Our first reaction should not be a critique, however, but understanding. At least, seeking to understand. And obedience while we seek understanding. They have earned that trust. But what if they haven’t?
We have recently, perhaps in the past 10 years or so, gone through a time in the Orthodox Church in America when Bishops were not trusted, on the whole. Some were – Archbishop Job of blessed memory was one. Archbishop Dmitri of Dallas of blessed memory was another. But others weren’t trusted. And weren’t even respected.
Why? Because they didn’t manifest love. They didn’t manifest impartiality.
In some very few cases, they were abusive – as are some earthly parents. Thankfully, the other bishops dealt with it, and we learned from it, and by and large, we are through that period.
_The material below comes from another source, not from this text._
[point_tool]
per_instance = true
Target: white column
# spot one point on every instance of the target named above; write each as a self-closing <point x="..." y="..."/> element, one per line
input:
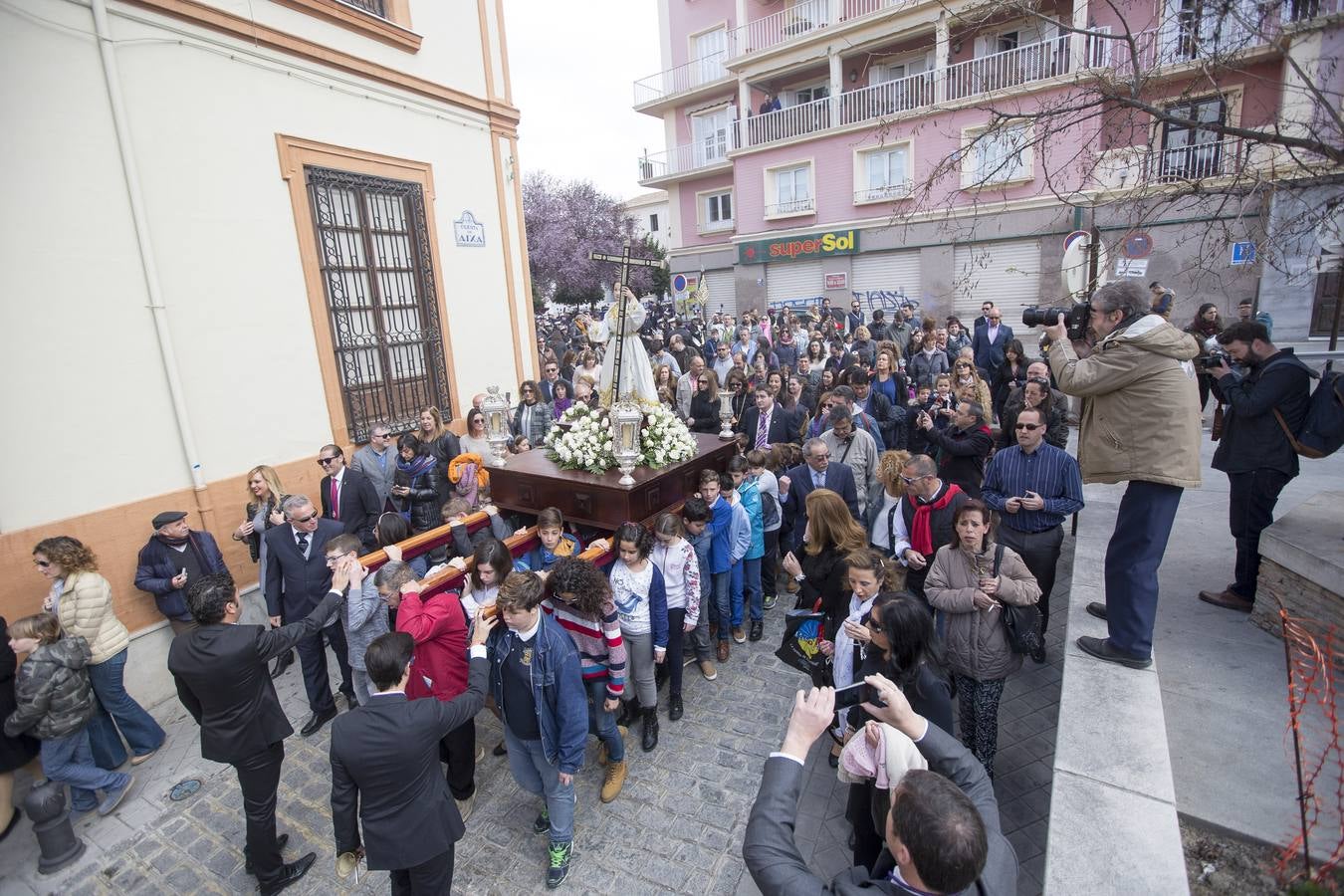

That accountability, though, also engenders trust. Children emerging from that relationship can find comfort and peace that others did care, and did what they could in their love for us.
So, where does that leave us? I think it leaves us in the place where we are obedient to the bishop, but we don’t hesitate to seek to understand the decisions and advice.
The first Ecumenical Council defined the Truth of the person of Christ but didn’t solve all the relationship issues of the time. Arianism continued for several hundred years, and in small part, continues to this day.
Largely, this is the result of not seeking to understand, but rather seeking to continue in the – quote – “sincerely held beliefs” – unquote – which are unfortunately not true.
Bishops aren’t perfect. Humanity isn’t perfect. But through and in our imperfection, God’s truth, and love, is manifest perfectly.
In the Name of the Father, and of the Son, and of the Holy Spirit, One God.